One of the most important ideas to remember is “What is the purpose of the assessment? What information are you trying to gather and what is the intent of the assessment?” A teacher may assess her class at the beginning of the year to establish activities and reading centers to help establish student achievement. A teacher will then assess periodically throughout the year to evaluate student progress, how well her children are learning, and students learning styles. These assessments do not always have to be standardized test. Some have said that performance assessment is anything that requires students to “do” something as opposed to filling in a bubble on an answer sheet (Stewart). To assess the whole child a proactive teacher will incorporate portfolios, performance tasks, journals, and projects both written and oral. Using some of these tools, a teacher will be able to identify a child’s strengths and weaknesses.
While I was researching topics I ran across this web site concerning assessing teachers and not the students. I couldn’t help but to read on. I particularly liked this statement: Importantly, looking at student test scores is not the way to assess teacher quality. Different classes have different students, different tests produce different results, students will test differently on different days, etc. Instead we should be looking at what teachers do (Kruse). We are often judged or assessed by individual’s performance and not the big picture. There are many obstacles we are faced with and no control over them.

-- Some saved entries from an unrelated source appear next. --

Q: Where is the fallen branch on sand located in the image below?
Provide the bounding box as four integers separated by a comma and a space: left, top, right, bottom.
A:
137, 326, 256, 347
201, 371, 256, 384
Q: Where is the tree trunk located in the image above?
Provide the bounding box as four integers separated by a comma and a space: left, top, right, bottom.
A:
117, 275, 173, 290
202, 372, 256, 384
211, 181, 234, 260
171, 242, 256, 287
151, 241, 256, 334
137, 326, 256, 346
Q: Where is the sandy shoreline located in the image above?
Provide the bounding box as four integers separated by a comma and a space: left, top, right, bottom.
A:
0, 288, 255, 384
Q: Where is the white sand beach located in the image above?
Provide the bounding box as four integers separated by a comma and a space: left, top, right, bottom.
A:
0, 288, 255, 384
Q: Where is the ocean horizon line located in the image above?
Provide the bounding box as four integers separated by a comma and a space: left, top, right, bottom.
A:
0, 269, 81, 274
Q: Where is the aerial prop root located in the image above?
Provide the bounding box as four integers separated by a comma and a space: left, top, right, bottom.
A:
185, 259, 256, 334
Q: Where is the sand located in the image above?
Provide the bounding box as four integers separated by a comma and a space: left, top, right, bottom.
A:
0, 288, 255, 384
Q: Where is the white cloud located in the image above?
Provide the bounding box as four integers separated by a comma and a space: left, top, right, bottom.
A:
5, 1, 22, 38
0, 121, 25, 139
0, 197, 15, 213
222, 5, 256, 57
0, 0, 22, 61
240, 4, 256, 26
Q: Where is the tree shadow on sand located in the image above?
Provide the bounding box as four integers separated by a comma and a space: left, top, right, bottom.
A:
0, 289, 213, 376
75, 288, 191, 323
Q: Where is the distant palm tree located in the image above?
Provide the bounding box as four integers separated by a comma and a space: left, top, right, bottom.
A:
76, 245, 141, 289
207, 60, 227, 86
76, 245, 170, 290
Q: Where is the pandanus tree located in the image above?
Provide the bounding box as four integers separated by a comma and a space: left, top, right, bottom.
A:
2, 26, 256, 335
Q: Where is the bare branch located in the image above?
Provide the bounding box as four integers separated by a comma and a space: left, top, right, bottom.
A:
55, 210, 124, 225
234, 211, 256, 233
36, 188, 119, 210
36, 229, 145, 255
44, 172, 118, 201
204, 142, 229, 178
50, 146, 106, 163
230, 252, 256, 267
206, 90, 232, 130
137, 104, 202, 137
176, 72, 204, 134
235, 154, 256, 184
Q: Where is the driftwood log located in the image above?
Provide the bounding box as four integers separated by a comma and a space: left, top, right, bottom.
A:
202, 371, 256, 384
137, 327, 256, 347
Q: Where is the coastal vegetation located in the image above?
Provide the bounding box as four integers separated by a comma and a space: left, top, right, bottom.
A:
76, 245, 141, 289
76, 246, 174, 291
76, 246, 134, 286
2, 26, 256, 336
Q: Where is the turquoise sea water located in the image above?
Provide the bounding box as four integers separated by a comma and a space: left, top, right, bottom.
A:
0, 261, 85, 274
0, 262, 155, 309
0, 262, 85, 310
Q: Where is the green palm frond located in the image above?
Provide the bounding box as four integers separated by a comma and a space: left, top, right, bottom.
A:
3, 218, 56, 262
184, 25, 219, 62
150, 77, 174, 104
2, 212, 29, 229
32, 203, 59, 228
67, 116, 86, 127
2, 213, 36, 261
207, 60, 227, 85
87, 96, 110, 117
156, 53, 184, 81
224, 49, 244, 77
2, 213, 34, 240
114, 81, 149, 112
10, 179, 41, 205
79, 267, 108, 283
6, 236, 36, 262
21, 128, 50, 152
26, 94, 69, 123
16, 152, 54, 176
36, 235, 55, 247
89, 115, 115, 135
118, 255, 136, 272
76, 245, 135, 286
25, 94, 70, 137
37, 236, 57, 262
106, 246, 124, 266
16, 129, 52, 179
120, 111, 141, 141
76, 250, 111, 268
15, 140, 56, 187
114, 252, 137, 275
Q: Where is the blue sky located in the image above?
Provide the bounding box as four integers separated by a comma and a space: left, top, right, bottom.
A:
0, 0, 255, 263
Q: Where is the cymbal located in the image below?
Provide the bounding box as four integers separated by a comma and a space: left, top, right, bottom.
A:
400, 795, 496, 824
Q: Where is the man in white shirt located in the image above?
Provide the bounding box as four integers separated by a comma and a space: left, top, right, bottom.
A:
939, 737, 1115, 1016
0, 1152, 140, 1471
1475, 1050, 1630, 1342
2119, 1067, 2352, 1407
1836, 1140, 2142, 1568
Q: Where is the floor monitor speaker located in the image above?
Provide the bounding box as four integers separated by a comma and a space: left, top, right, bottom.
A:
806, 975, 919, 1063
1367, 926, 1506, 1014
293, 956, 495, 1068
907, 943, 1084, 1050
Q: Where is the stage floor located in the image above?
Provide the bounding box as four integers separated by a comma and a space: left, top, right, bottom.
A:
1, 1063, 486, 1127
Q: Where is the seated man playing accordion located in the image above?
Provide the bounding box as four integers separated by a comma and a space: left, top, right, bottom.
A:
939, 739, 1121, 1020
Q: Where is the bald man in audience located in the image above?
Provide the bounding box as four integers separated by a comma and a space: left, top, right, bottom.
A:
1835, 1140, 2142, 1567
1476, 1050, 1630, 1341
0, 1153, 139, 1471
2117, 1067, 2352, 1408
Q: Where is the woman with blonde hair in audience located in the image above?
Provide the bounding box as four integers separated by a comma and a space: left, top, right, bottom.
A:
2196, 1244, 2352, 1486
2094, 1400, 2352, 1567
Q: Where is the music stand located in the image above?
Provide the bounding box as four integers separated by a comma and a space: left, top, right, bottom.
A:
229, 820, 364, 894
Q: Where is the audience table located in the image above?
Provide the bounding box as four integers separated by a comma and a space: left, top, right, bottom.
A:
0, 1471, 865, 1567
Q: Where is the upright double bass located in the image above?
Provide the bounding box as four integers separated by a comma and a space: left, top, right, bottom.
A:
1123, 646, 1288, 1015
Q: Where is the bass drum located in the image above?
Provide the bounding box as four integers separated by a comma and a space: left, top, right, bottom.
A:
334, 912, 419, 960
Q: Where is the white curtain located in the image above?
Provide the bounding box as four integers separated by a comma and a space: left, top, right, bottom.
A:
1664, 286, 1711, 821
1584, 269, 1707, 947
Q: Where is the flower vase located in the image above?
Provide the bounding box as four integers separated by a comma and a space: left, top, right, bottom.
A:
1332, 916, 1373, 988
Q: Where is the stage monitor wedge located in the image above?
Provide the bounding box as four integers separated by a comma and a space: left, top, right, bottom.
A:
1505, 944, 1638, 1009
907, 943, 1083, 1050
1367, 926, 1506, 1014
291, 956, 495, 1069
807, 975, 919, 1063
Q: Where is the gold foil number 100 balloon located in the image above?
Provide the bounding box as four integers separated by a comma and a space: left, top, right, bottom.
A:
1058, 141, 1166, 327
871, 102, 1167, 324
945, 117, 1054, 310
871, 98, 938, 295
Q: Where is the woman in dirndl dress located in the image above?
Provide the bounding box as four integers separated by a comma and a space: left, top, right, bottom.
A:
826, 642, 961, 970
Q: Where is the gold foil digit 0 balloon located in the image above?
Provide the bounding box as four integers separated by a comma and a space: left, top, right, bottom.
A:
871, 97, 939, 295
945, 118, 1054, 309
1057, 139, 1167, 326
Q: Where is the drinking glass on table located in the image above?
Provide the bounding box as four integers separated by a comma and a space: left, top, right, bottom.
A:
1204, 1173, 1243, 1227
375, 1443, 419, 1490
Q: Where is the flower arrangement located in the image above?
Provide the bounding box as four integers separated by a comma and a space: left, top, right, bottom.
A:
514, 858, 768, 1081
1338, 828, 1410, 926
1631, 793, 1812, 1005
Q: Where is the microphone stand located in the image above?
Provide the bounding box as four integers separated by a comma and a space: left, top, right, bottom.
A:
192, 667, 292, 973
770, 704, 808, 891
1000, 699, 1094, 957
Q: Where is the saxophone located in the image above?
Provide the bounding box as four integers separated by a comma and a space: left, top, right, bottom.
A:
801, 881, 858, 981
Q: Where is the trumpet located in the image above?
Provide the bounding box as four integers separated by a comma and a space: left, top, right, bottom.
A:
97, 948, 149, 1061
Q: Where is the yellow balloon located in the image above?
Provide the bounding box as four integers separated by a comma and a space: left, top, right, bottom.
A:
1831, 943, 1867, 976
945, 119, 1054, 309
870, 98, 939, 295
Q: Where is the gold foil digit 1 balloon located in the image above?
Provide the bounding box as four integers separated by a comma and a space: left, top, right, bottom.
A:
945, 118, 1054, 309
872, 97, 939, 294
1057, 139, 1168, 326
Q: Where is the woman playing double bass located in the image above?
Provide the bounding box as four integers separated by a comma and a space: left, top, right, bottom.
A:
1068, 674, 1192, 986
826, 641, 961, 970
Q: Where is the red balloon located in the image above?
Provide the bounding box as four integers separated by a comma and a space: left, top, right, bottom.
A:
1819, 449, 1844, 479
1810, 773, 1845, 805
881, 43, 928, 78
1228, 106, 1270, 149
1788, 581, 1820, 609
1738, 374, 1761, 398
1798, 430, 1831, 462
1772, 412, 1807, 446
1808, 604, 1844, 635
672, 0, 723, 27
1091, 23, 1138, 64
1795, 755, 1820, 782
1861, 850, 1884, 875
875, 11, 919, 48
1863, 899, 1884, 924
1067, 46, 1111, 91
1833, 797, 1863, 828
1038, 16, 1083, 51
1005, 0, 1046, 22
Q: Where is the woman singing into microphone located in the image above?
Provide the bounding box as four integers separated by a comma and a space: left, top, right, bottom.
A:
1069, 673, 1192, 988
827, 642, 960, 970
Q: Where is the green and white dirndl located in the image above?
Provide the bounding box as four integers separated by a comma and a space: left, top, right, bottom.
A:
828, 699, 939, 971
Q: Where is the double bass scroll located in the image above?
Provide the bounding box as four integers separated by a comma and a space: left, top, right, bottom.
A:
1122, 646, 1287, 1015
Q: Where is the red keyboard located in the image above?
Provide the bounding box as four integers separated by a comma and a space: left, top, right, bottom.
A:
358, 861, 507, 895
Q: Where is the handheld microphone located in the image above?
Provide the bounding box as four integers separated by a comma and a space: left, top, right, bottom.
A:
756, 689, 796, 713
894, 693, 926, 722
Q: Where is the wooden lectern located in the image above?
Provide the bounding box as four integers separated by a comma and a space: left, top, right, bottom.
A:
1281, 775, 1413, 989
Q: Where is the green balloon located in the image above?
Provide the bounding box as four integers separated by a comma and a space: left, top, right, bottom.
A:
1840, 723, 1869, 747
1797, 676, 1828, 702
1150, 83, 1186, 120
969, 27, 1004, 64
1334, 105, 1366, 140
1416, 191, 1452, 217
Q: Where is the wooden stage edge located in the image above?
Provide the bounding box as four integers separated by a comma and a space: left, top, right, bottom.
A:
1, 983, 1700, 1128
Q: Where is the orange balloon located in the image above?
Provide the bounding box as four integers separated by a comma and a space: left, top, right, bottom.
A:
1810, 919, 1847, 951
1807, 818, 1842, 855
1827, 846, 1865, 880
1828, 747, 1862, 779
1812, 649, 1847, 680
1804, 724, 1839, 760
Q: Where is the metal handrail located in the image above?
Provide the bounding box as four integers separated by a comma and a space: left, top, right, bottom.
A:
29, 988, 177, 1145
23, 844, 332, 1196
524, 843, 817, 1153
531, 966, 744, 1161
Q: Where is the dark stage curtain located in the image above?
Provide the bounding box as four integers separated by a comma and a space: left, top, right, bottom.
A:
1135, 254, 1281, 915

I believe assessing for both students and teachers needs to have a purpose and it needs to be fair.
Reference
Kruse, Jerrid W. Teaching as a dynamic activity
Retrieved June6,2011rhttp://educatech.wordpress.com/2011/01/09/assess-the-teacher-not-the-students/
Stewart, Patrick. (). UCLA Center for the Study of Evaluation. ASSESSING THE WHOLE CHILD.
Retrieved June 6, 2011, http://www.cse.ucla.edu/products/guidebooks/wolekid.pdf
3 comments:
Kristi, what an interesting proposal: assess teachers not the students. I also agree that a student’s test score does not reflect a teacher's quality. If there was a teacher whose quality was sub-par, but his/her class scored through the roof on a standardized test that does not mean that they are an excellent teacher. There was the little boy that mom tutored for 3 months prior to his End of Grad testing. According to his mom, his teacher did not take the time with the child and he often received below average grades in class. When his test scored came back, this child scored the highest in his school. Now was this due to the teacher's quality? According to his mom no, but his school seemed to think otherwise. Just something for us all to reflect on. Great blog!!!
Kristi,
Thanks for the information. Currently I go into classrooms and use the CLASS assessment tool to assess teachers and their interactions with their students. The test is based off of teacher sensitivity, Regard for student perspective, cognitive, language, and several others. These areas all look at how the teacher engages the child in their learning experiences. It is wonderful fo Professional Development.
I agree that assessment should encompass several different methods to obtain an accurate view of the whole child. I think that portfolios are a wonderful way to do this because they typically encompass many different types of work done by the child, as well as photographs and other documentation of children's progress that cannot be documented in words. I also believe that assessment should be done in relation to the child's previous level rather than a standard of normal.